Just before his seventeenth birthday, the horrors of the adult prison system became apparent. He conveyed to my husband and I that once he turned seventeen he would be transferred to another prison, with no hope of an improved quality of life. Three days after his birthday I received the worst news of my life. While in solitary confinement, Jonathan had hung himself.
This tragic event changed my family and me forever. The trauma we experienced during Jonathan’s time in prison and after his death illustrated that this was a problem we needed to address. Unfortunately, I came to understand that stories such as mine are common. There are so many children that are being tried and sentenced as adults and then sent to an adult facility. I knew I had to do something to change this. There are few limitations to the extent that a child is treated like an adult in our criminal justice system. Since Jonathan’s death, I have worked to push laws in Missouri that will create juvenile justice reform.
Since my son’s death I have founded the organization; Families and Friends Organizing for Reform of Juvenile Justice and Youth Justice Awareness Month. This past year President Obama deemed October to officially be named Youth Justice Action Month. With the help of the Campaign for Youth Justice we have worked to transform a juvenile system that is dangerous and broken.
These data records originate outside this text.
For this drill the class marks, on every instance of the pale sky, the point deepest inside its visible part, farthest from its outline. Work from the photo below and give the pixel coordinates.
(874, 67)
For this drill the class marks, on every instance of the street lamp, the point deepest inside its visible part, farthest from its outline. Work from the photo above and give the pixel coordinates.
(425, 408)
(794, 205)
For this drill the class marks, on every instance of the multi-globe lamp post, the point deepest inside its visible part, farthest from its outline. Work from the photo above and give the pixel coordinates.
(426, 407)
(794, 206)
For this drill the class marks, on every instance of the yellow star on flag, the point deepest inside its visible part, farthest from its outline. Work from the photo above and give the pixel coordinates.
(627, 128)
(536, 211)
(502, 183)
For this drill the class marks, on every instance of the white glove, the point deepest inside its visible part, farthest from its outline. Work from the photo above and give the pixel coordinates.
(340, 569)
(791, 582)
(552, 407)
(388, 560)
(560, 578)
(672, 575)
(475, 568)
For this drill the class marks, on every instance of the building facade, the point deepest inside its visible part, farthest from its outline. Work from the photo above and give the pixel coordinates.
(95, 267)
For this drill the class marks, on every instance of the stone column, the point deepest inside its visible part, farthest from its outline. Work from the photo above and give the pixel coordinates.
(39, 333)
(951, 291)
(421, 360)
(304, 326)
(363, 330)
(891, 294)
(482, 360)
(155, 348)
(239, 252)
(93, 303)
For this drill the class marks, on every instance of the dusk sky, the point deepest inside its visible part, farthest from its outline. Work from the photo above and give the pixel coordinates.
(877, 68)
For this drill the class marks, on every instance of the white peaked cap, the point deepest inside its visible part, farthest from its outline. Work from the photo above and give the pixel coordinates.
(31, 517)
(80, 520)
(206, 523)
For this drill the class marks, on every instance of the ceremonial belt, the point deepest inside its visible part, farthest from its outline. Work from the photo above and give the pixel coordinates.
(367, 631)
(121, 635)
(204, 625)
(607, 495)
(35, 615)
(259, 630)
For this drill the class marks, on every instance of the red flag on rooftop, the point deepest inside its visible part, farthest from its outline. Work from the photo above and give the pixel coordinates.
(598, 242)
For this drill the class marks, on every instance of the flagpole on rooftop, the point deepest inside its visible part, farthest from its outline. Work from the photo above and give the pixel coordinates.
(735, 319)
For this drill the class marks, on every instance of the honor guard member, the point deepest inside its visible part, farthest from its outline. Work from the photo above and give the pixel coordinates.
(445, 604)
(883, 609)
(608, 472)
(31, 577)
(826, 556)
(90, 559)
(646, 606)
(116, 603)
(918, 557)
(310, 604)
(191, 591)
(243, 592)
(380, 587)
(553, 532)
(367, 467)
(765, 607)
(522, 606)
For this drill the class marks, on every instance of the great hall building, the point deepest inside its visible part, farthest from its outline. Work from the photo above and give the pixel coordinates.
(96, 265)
The Campaign for Youth Justice has worked for over ten years to change juvenile incarceration and develop alternatives to prison. Some of the federal initiatives they have advocated for include the Juvenile Justice and Delinquency Prevention Act and the Prison Rape Elimination Act. These provisions work to ban the placement of youths in adult jails and protect inmates from sexual assault. These are vital pieces of legislation, which if enacted before Jonathan went to prison, may have saved his life. Since most juvenile justice change happens at the state level, I am still fighting for legislation that will protect our youths in Missouri. This past year numerous bills have been introduced to combat the practice of youths in adult prisons. These laws include requiring any youth under the age of 18 to be prosecuted only in juvenile courts and a mandated evaluation by the Division of Youth Services to determine if blended sentencing would be appropriate for juvenile offenders. With the support of the Campaign for Youth Justice we are hopeful that these laws will pass through Missouri state legislature.
In order to stop what happened to my son from happening to anyone else’s child, we have to take action. It is important that we advocate and encourage our elected officials to take steps to alter the way we treat children in our criminal justice system. It is time to stop imprisoning and start rehabilitating. Maybe if that was the reality of our system, Jonathan would still be with us.